La dramática lección que dejó el gobierno de López Portillo debiera servir a aquellos gobernantes que, sumergidos en el entusiasmo inicial de su desempeño, cuando priman los halagos, cuando se es víctima de las melosas mentiras que ficticiamente lo elevan al grado del endiosamiento, cuando la petulancia es tal que lo inclinan a olvidar que no es sino un común mortal, con virtudes y defectos como cualquiera otro y que sería mejor equilibrar ofertas con realidades para no caer en el caso de José López Portillo, que en sus mejores tiempos lució como el más conceptuosos de los oradores (que sí lo era), pero que privilegió tanto esta faceta que olvidó que vivía en el mundo de las falacias continuas.

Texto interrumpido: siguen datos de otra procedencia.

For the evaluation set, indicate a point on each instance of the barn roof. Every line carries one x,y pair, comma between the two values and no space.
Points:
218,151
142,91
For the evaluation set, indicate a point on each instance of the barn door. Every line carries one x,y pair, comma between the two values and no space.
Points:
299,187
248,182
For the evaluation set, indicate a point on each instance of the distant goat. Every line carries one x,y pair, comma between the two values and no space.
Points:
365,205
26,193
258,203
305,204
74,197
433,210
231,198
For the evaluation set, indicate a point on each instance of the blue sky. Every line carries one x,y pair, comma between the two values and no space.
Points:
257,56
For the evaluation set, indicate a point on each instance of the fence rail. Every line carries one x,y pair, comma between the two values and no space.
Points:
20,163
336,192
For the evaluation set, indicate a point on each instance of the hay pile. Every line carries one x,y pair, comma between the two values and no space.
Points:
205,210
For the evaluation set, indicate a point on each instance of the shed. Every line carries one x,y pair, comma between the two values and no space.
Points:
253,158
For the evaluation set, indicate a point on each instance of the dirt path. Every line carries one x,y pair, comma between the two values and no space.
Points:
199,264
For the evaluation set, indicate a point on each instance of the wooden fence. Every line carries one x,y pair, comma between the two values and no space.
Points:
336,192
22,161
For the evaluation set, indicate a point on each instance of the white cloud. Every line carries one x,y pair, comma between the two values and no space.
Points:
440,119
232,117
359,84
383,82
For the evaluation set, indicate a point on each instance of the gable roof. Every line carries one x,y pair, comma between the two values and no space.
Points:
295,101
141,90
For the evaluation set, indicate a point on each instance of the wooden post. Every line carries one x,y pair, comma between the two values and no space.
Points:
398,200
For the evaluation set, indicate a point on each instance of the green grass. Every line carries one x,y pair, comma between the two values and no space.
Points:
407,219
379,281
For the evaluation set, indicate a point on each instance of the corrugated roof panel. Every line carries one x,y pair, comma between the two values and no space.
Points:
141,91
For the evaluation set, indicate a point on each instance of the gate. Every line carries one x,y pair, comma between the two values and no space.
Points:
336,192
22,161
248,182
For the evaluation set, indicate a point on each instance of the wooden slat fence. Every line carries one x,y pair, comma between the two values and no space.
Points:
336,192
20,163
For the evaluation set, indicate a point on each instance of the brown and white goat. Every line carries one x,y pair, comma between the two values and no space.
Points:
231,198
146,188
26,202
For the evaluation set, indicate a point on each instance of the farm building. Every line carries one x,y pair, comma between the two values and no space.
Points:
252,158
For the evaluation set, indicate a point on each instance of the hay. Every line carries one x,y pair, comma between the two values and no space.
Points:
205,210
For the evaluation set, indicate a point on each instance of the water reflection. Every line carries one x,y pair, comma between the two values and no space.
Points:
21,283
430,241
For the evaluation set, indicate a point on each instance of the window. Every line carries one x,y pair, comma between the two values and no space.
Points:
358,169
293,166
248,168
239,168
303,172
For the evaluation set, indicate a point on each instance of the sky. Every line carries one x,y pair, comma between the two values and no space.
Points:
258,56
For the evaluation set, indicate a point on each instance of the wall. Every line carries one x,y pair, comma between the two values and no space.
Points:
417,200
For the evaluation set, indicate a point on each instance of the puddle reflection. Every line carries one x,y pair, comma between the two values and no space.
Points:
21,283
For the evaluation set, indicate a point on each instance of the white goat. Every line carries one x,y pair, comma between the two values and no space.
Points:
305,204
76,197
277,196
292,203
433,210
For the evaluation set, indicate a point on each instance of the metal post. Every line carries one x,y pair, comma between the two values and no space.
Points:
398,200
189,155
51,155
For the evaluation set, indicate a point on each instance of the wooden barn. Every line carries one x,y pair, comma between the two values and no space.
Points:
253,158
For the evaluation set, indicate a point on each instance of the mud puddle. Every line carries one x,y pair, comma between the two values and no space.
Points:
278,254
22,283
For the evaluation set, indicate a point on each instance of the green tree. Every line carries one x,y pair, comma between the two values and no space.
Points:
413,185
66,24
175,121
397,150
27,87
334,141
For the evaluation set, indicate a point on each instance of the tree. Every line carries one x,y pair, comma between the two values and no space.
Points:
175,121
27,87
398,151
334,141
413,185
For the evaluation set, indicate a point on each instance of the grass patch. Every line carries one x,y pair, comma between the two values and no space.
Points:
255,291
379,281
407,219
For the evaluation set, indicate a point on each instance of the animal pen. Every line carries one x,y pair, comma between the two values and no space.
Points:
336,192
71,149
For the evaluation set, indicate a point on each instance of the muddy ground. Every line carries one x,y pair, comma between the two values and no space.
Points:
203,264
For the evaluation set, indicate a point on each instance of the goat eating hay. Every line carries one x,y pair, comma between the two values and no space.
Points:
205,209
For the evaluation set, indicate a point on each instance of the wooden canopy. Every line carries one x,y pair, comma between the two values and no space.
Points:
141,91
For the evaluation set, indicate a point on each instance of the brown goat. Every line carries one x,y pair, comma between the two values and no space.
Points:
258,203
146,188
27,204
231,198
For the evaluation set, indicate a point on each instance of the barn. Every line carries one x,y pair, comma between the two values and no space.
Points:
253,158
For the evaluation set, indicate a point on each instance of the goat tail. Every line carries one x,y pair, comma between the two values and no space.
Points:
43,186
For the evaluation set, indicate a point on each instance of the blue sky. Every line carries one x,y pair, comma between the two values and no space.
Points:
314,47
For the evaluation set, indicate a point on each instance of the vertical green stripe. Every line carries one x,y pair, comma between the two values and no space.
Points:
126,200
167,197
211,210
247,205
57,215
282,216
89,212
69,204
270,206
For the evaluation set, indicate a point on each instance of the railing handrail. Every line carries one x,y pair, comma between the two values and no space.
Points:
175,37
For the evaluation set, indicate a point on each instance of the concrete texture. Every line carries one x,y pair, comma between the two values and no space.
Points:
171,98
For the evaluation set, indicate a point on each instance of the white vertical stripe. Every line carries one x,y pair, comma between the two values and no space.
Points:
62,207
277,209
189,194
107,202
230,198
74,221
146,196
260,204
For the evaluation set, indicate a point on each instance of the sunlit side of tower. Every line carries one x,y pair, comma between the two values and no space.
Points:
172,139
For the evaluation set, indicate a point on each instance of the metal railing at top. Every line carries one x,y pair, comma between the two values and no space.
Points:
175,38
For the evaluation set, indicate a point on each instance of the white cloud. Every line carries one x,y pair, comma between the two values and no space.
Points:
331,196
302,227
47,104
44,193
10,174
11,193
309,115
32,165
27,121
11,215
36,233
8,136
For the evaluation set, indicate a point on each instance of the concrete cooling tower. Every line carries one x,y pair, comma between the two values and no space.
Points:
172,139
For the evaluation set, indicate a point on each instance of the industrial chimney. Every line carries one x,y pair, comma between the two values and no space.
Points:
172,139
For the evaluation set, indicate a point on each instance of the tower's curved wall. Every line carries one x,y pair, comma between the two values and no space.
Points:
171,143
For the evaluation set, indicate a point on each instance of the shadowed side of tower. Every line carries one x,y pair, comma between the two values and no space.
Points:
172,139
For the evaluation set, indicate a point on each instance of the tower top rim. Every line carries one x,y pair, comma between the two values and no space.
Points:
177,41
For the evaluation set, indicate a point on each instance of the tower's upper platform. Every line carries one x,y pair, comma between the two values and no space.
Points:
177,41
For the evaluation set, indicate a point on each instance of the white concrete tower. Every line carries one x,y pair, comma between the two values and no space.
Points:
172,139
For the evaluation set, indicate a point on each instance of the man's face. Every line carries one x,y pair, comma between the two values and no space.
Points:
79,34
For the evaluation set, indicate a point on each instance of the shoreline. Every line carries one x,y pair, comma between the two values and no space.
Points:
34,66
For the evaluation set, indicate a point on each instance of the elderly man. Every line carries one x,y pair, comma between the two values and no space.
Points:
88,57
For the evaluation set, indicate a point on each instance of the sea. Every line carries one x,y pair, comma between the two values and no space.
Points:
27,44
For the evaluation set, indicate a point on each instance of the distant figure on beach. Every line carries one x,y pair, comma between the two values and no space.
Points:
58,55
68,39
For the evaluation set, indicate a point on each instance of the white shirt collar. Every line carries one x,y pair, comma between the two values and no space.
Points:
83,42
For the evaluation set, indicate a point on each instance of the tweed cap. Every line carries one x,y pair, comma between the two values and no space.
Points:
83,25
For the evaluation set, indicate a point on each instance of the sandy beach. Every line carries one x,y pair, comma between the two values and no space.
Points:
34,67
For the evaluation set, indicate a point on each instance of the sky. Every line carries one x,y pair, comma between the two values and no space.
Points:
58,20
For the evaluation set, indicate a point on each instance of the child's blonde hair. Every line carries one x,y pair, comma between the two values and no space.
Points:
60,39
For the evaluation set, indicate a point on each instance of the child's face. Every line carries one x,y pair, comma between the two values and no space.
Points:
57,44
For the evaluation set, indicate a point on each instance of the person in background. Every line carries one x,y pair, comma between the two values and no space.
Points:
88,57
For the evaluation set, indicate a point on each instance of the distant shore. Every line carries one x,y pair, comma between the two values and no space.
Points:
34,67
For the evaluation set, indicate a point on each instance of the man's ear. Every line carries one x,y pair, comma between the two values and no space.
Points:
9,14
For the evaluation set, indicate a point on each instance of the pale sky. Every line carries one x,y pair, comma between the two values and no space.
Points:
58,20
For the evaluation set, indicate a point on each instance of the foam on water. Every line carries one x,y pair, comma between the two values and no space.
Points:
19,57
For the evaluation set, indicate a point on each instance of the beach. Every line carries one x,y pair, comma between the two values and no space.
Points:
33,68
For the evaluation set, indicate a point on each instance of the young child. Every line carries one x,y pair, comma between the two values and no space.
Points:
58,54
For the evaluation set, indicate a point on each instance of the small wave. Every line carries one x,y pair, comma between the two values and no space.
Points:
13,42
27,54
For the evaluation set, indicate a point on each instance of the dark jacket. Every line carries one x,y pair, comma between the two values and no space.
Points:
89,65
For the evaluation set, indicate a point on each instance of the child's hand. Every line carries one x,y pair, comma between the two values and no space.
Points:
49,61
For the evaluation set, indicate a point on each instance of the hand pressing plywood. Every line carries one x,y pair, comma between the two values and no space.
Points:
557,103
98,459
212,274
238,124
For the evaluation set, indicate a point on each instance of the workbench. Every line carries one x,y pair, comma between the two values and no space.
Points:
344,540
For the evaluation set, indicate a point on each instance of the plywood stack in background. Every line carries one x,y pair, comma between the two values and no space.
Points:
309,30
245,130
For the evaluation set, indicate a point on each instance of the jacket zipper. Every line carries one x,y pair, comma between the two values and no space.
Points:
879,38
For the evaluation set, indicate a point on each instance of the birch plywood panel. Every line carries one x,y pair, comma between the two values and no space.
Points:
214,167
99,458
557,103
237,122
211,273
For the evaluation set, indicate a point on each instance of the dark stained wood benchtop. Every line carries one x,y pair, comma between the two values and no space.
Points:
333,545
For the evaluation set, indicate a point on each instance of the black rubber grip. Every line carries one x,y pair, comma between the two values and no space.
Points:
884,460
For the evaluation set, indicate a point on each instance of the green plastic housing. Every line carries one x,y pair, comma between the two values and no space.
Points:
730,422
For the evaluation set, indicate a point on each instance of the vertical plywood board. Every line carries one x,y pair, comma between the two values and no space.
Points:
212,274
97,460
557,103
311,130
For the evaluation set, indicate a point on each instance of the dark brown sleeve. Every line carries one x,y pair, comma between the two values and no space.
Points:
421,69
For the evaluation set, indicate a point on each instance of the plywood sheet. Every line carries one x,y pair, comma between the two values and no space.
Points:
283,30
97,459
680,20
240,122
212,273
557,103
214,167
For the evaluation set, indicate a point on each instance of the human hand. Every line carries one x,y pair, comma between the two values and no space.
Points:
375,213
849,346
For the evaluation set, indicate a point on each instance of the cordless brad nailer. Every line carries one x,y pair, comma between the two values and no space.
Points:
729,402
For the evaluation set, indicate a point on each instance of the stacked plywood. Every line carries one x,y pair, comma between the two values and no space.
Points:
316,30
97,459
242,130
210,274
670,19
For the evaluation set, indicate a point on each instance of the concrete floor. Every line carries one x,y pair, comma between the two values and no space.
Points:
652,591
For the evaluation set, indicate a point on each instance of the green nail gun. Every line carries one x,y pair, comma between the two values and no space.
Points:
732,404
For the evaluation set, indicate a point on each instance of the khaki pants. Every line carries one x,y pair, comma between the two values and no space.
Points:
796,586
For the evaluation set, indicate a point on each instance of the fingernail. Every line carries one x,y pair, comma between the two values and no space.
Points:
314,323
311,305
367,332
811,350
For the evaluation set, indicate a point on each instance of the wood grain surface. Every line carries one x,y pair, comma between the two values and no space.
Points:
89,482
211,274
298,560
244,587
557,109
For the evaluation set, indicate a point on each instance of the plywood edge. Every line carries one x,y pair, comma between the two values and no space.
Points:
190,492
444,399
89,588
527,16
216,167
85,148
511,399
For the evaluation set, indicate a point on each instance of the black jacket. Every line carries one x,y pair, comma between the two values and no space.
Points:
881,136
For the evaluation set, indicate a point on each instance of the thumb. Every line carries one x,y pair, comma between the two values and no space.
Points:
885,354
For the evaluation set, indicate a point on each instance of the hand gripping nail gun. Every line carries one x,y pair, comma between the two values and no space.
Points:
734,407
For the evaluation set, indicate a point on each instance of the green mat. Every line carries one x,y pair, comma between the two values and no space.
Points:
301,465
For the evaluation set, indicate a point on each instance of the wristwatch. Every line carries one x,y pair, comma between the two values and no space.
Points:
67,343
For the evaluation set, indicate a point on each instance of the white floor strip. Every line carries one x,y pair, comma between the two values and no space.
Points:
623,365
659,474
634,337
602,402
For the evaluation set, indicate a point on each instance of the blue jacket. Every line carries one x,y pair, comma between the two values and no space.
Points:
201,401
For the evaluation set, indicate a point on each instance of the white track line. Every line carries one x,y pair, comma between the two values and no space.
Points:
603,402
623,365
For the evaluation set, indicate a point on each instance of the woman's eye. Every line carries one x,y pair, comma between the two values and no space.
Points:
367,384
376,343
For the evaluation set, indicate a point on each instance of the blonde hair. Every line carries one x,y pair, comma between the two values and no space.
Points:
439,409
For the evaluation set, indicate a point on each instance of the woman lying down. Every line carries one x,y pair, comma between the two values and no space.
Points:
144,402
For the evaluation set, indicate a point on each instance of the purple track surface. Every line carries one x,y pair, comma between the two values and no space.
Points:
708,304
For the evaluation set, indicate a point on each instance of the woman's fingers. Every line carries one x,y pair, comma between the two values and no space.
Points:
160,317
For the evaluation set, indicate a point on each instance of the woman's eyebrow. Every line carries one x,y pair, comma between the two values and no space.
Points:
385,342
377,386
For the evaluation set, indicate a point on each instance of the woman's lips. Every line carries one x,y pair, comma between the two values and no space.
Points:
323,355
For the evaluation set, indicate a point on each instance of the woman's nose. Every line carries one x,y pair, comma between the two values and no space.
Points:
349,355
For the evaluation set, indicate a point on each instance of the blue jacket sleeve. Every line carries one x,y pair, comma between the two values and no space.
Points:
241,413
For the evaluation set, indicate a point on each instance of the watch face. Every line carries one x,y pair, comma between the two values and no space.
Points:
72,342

También llegó al grado de sentirse el más galán de los presidentes, y lo pero es que se lo creyó. Lo que solo hubiera sido parte de la anécdota si los resultados de su gobierno se hubieran correspondido con los beneficios ofrecidos a un pueblo que supo de la grandeza petrolera, pero de la que sólo conoce sus perniciosos efectos.


Para el hombre público obnubilado por el poder es muy difícil aprender en cabeza ajena, aún después de las tristes experiencias; por ello vemos cómo los errores se repiten en cascada. Nunca es recomendable ofrecer más de lo que se puede hacer, porque por mucho que se realice siempre quedarán proyectos pendientes. Y no está por demás recordar que para la masa es más fácil recordar los ofrecimientos diferidos que las realizaciones.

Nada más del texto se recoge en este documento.